Évolution du paysage bovin wallon

Par Valentine Huys, conseillère économie FWA

Sur base des données fournies par le site du SPW détaillant l’évolution de l’agriculture en Wallonie, on peut constater que le cheptel bovin total a diminué de près de 30% depuis 1990, avec 1 096 000 bovins recensés en Wallonie en 2019.

Bien que la tendance moyenne soit globalement à la baisse, on observe toutefois sur ces trente dernières années des évolutions différentes au niveau de la production viandeuse et laitière. La Wallonie ayant évolué d’un paysage majoritairement dominé par des vaches laitières dans les années 80’ vers une part plus importante de vaches allaitantes dans le courant des années 90’. Aujourd’hui, le nombre de détendeurs de bovins est plus important en Wallonie au niveau de la production viandeuse en comparaison avec le nombre de détenteurs de bovins en production laitière. Cependant, les exploitations laitières disposent d’un nombre moyen de vaches laitières plus élevé par rapport au nombre de vaches viandeuses.

Le nombre de vaches allaitantes évolue de manière chaotique sur ces trente dernières années, avec certaines périodes d’augmentation suivies de décapitalisation. En effet, les crises sanitaires et les politiques menées ont eu un impact non négligeable sur l’évolution du paysage wallon. On observe ainsi une importante augmentation du nombre de vaches allaitantes au début des années 90, combinée à une baisse du nombre de vaches laitières, suite notamment à la réforme de la PAC mise en place en 1992. La crise de la « vache folle » viendra ensuite inverser cette croissance, à nouveau entachée quelques années plus tard par la crise de la dioxine impactant tous les marchés. La PAC de 2013 aura également un impact négatif sur le nombre de bovins allaitants. Ces dernières années, le cheptel est en diminution progressive, tendance influencée par différents facteurs, comme la baisse de la consommation de viande, ainsi que les évolutions des coûts de production et prix de vente.

Les exploitations spécialisées en bovins viandeux sont principalement situées en Wallonie et plus particulièrement dans les régions agricoles de l’Ardenne et la Limoneuse. Avec 29% du cheptel wallon de bovins allaitants détenus, la région ardennaise domine le paysage au niveau de la production de la viande bovine.

La baisse du nombre d’agriculteurs couplée aux différents éléments structurant le marché de la viande bovine a impliqué une diminution de près de 40% du nombre de détenteurs de vaches allaitantes ces trente dernières années.

La Wallonie exporte en partie ses bovins et sa viande, ses principaux partenaires commerciaux étant la France, les Pays-Bas et l’Allemagne.
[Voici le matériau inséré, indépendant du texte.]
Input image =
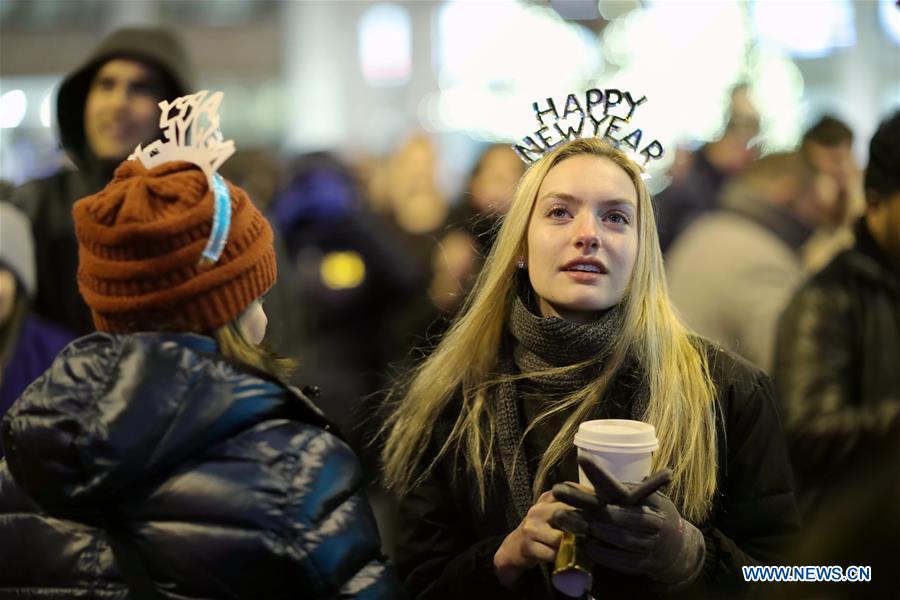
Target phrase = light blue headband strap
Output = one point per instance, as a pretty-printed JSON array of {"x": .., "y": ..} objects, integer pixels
[{"x": 221, "y": 220}]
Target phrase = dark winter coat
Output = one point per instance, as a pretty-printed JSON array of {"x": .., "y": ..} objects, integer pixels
[
  {"x": 37, "y": 344},
  {"x": 153, "y": 450},
  {"x": 48, "y": 202},
  {"x": 837, "y": 367},
  {"x": 447, "y": 544}
]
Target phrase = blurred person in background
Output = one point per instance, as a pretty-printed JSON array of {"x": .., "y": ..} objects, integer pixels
[
  {"x": 837, "y": 367},
  {"x": 350, "y": 276},
  {"x": 570, "y": 321},
  {"x": 732, "y": 272},
  {"x": 165, "y": 456},
  {"x": 104, "y": 109},
  {"x": 828, "y": 146},
  {"x": 260, "y": 171},
  {"x": 473, "y": 226},
  {"x": 28, "y": 344},
  {"x": 699, "y": 180}
]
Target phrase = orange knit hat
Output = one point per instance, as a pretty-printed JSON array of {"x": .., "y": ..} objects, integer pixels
[{"x": 139, "y": 244}]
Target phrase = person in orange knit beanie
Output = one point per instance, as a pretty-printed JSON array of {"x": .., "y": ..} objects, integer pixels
[{"x": 173, "y": 458}]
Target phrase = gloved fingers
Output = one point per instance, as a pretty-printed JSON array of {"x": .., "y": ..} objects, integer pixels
[
  {"x": 623, "y": 539},
  {"x": 571, "y": 521},
  {"x": 573, "y": 496},
  {"x": 623, "y": 561},
  {"x": 640, "y": 519},
  {"x": 637, "y": 494},
  {"x": 606, "y": 486}
]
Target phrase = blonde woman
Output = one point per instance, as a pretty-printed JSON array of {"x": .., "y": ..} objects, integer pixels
[{"x": 569, "y": 321}]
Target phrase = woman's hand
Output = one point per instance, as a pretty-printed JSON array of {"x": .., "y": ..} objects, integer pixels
[
  {"x": 534, "y": 541},
  {"x": 632, "y": 528}
]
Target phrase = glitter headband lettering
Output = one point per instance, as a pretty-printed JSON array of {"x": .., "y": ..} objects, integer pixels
[
  {"x": 191, "y": 133},
  {"x": 606, "y": 114}
]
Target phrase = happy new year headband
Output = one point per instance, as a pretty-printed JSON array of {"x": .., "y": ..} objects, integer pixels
[
  {"x": 598, "y": 109},
  {"x": 191, "y": 133}
]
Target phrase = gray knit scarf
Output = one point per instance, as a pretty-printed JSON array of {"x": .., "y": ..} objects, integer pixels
[{"x": 540, "y": 343}]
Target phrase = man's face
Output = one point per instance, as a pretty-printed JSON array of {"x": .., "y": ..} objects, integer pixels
[{"x": 122, "y": 108}]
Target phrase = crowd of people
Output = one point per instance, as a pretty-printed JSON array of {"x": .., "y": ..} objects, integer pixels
[{"x": 373, "y": 392}]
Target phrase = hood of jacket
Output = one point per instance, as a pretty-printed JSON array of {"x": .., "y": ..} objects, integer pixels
[
  {"x": 114, "y": 411},
  {"x": 156, "y": 47}
]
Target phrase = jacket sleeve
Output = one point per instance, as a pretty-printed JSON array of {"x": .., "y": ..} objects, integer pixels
[
  {"x": 437, "y": 555},
  {"x": 815, "y": 379},
  {"x": 757, "y": 515},
  {"x": 334, "y": 534}
]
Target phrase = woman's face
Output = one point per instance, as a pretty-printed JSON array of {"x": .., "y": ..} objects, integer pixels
[
  {"x": 252, "y": 323},
  {"x": 582, "y": 238}
]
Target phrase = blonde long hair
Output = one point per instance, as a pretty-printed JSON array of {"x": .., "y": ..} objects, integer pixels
[{"x": 464, "y": 363}]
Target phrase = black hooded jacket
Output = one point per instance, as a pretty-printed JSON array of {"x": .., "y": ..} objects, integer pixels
[
  {"x": 48, "y": 202},
  {"x": 153, "y": 450},
  {"x": 836, "y": 371}
]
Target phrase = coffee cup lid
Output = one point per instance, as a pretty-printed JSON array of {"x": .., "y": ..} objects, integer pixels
[{"x": 617, "y": 435}]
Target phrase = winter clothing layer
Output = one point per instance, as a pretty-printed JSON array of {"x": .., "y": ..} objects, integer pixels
[
  {"x": 48, "y": 202},
  {"x": 836, "y": 366},
  {"x": 732, "y": 273},
  {"x": 683, "y": 202},
  {"x": 140, "y": 243},
  {"x": 152, "y": 450},
  {"x": 37, "y": 344},
  {"x": 447, "y": 542}
]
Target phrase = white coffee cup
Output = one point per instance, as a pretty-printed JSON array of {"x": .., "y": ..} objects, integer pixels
[{"x": 625, "y": 448}]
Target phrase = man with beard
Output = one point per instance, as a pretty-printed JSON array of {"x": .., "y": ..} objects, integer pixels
[{"x": 104, "y": 109}]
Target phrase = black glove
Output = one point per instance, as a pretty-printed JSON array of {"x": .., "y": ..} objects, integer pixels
[{"x": 632, "y": 528}]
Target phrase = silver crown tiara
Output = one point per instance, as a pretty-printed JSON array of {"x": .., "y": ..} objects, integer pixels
[
  {"x": 191, "y": 133},
  {"x": 556, "y": 128}
]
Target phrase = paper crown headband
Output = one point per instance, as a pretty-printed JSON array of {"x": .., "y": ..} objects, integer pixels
[
  {"x": 594, "y": 116},
  {"x": 191, "y": 133}
]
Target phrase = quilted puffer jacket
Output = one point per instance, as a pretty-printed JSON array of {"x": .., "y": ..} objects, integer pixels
[{"x": 148, "y": 466}]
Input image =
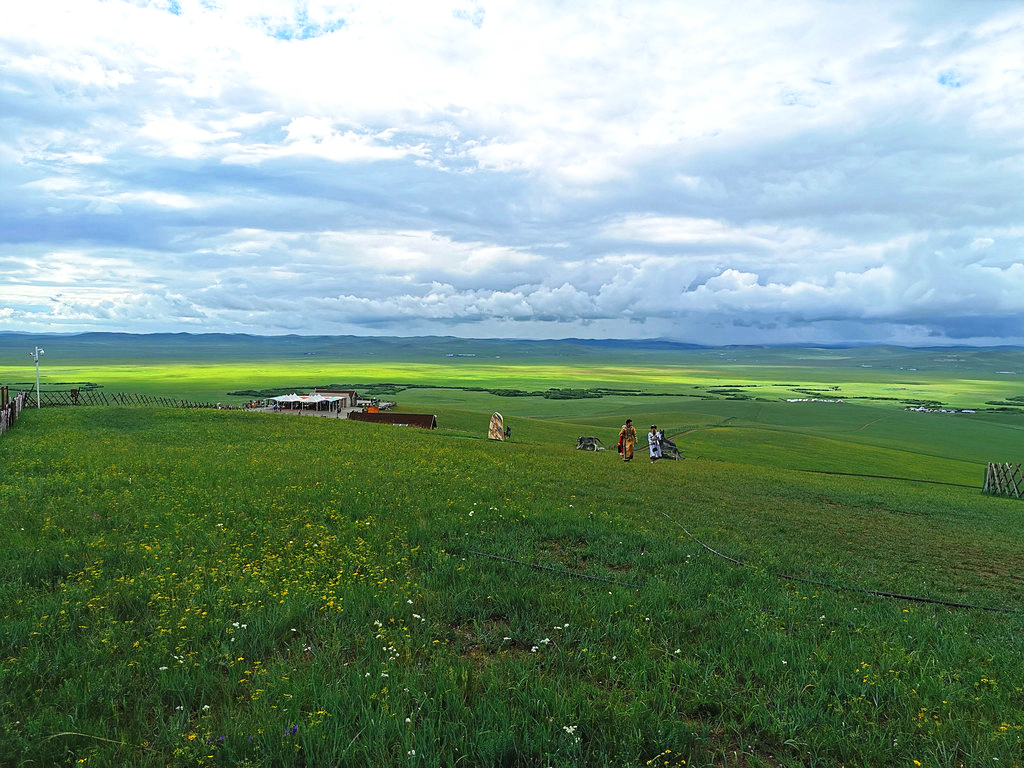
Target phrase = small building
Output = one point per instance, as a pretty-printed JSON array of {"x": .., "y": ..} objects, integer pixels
[{"x": 347, "y": 397}]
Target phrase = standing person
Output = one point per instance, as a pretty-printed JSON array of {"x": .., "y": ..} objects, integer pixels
[
  {"x": 654, "y": 443},
  {"x": 627, "y": 438}
]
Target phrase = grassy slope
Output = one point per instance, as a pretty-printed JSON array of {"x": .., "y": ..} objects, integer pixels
[
  {"x": 352, "y": 555},
  {"x": 207, "y": 367}
]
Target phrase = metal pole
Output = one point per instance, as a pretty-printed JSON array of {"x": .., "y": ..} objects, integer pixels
[{"x": 35, "y": 355}]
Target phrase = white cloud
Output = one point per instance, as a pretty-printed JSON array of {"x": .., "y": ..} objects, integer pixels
[{"x": 721, "y": 172}]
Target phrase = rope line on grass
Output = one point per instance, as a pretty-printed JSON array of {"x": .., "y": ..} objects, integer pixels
[
  {"x": 847, "y": 588},
  {"x": 560, "y": 571},
  {"x": 886, "y": 477}
]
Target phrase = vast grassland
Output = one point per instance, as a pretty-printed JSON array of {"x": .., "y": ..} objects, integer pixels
[{"x": 199, "y": 588}]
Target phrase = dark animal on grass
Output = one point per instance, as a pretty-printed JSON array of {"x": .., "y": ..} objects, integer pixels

Confronté aux évolutions sociétales en termes de consommation de viande, mais également aux différentes politiques menées, comme la conclusion de certains accords internationaux, le contexte actuel est compliqué pour l’élevage. Le Brexit engendre également beaucoup d’incertitudes sur l’avenir du secteur. En effet, le Royaume-Uni est un partenaire commercial important pour la Wallonie et, malgré l’absence de nouveaux droits de douane, plus de formalités sont à remplir pour le commerce de bétail et de viande. Cela se répercute sur des délais de transport plus importants mais également des coûts plus élevés. Il risque d’y avoir des répercussions sur les prix proposés aux consommateurs britanniques pour les produits en provenance de l’UE et donc de la Wallonie.

L’élevage lié à l’herbe : une production d’aliments de qualité mais pas que…

Par David Knoden, coordinateur Fourrages Mieux ASBL

L’élevage est régulièrement critiqué pour ses impacts sur l’environnement (émissions de gaz à effets de serre, consommation en eau…). En effet, on entend souvent que pour produire 1 kg de viande, il faut 15000 litres d’eau. Or, une grande partie de cette eau tombe du ciel, littéralement, et on arrive plutôt à 50 litres d’eau réellement consommés pour produire 1 kg de viande. De plus, lorsqu’on élève des animaux au pâturage, sur des prairies permanentes, la perte de biodiversité est faible et comparable à celui d’une forêt secondaire.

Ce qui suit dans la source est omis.